= St. Anthony's Chapel, Goa Velha =

The St. Anthony's Chapel is a historic Roman Catholic chapel located in Goa Velha, Goa, India. It is dedicated to Anthony of Padua. The shrine draws people from various religious backgrounds who visit seeking comfort and healing.

== History ==
The chapel was set up by Dom Joao Antonio de Melo, a Portuguese nobleman who was visually impaired. Once, while traveling in a machila (a type of palanquin) from Agaçaim to Ribandar, the bearers of the machila stopped at midday to rest under a large mango tree near a small chapel operated by the Pilar Monastery. A statue of Saint Anthony was placed nearby on top of the trunk of a coconut tree. Seeing this, the bearers remarked in Konkani, "Hanga firgeancho sant asa". Dom Joao then prayed here for the restoration of his vision, promising to build a chapel in honour of the saint if he was cured.

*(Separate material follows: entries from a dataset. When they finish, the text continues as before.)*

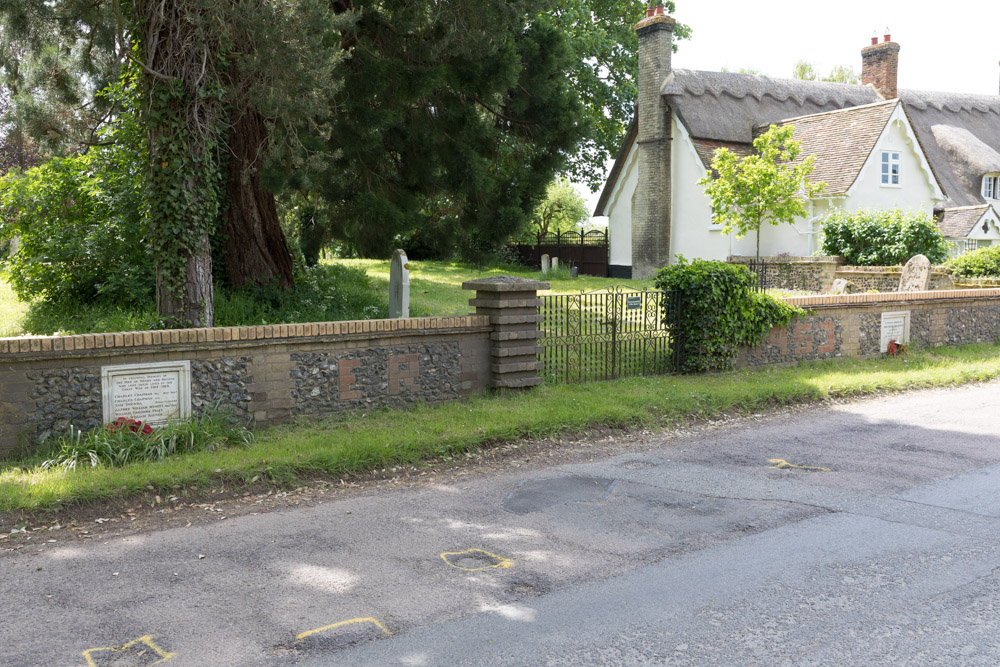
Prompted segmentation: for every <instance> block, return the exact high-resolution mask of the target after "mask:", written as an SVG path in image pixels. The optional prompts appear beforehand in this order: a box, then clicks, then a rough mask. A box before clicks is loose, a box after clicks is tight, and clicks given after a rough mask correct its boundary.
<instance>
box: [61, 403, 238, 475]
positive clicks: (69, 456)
mask: <svg viewBox="0 0 1000 667" xmlns="http://www.w3.org/2000/svg"><path fill="white" fill-rule="evenodd" d="M133 426H135V428H133ZM252 441H253V433H252V432H251V431H249V430H248V429H247V428H246V427H245V426H243V425H242V424H239V423H237V422H236V421H234V420H233V419H232V418H231V417H230V416H229V415H227V414H225V413H222V412H219V411H217V410H212V411H208V412H206V413H205V414H203V415H202V416H201V417H192V418H191V419H188V420H185V421H180V422H174V423H171V424H167V425H165V426H161V427H156V428H154V427H150V426H147V425H145V424H141V423H139V422H134V421H131V420H124V421H122V420H119V422H113V423H111V424H108V425H107V426H105V427H103V428H96V429H93V430H90V431H78V430H76V429H74V428H72V427H70V432H69V433H67V434H66V435H64V436H62V437H61V438H59V439H58V440H57V441H56V442H55V447H56V453H55V455H54V456H53V457H52V458H50V459H48V460H46V461H44V462H43V463H42V468H51V467H54V466H59V467H62V468H67V469H70V470H73V469H75V468H76V467H77V466H78V465H87V466H90V467H92V468H96V467H98V466H110V467H118V466H123V465H126V464H128V463H134V462H136V461H162V460H163V459H165V458H167V457H168V456H173V455H174V454H182V453H185V452H194V451H200V450H203V449H207V450H209V451H211V450H215V449H218V448H220V447H226V446H231V445H240V446H246V445H249V444H250V443H251V442H252Z"/></svg>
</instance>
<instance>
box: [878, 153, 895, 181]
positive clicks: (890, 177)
mask: <svg viewBox="0 0 1000 667" xmlns="http://www.w3.org/2000/svg"><path fill="white" fill-rule="evenodd" d="M882 185H887V186H893V185H899V152H898V151H882Z"/></svg>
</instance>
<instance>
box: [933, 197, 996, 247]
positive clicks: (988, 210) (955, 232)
mask: <svg viewBox="0 0 1000 667" xmlns="http://www.w3.org/2000/svg"><path fill="white" fill-rule="evenodd" d="M984 217H987V218H989V219H990V220H994V221H996V220H997V214H996V212H995V211H994V210H993V207H992V206H990V205H989V204H982V205H980V206H957V207H954V208H946V209H944V211H942V213H941V218H940V219H939V220H938V223H937V225H938V229H940V230H941V233H942V234H943V235H944V236H945V238H949V239H964V238H966V237H967V236H969V234H971V233H972V230H974V229H975V228H976V226H977V225H978V224H979V223H980V222H982V220H983V218H984Z"/></svg>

Dom Joao's eyesight began to improve soon after, during his return journey through the hills. He then asked to return to the statue, and his vision grew clearer and he was able to walk unassisted to his manor after reaching home. To fulfill his promise, he placed a request for architectural plans from Portugal to construct the chapel.

While local tradition dates the founding of the chapel to 15 May 1639, historical accounts indicate that the structure was likely completed around 1752. Upon its completion, a life-size statue of Saint Anthony was installed within the shrine. The chapel also has relics of Saint Anthony.

== Tradition ==
The life-size statue and the relics of Saint Anthony are considered miraculous by devotees, who are of diverse faiths and pray, offer candles, oil, and flower garlands, or express gratitude. This happens when, every Tuesday, the statue is brought out for a procession and veneration, a tradition that has been maintained for multiple generations.

The feast of Saint Anthony is celebrated on 13 June every year.

==Location==
The chapel is situated along a route that historically linked the port of Agaçaim in Tiswadi to Old Goa, a path that has been in use since the era of the Kadamba dynasty.

==Maintenance==
The upkeep and daily maintenance of the chapel are managed by a family residing adjacent to the building, who act as its caretakers.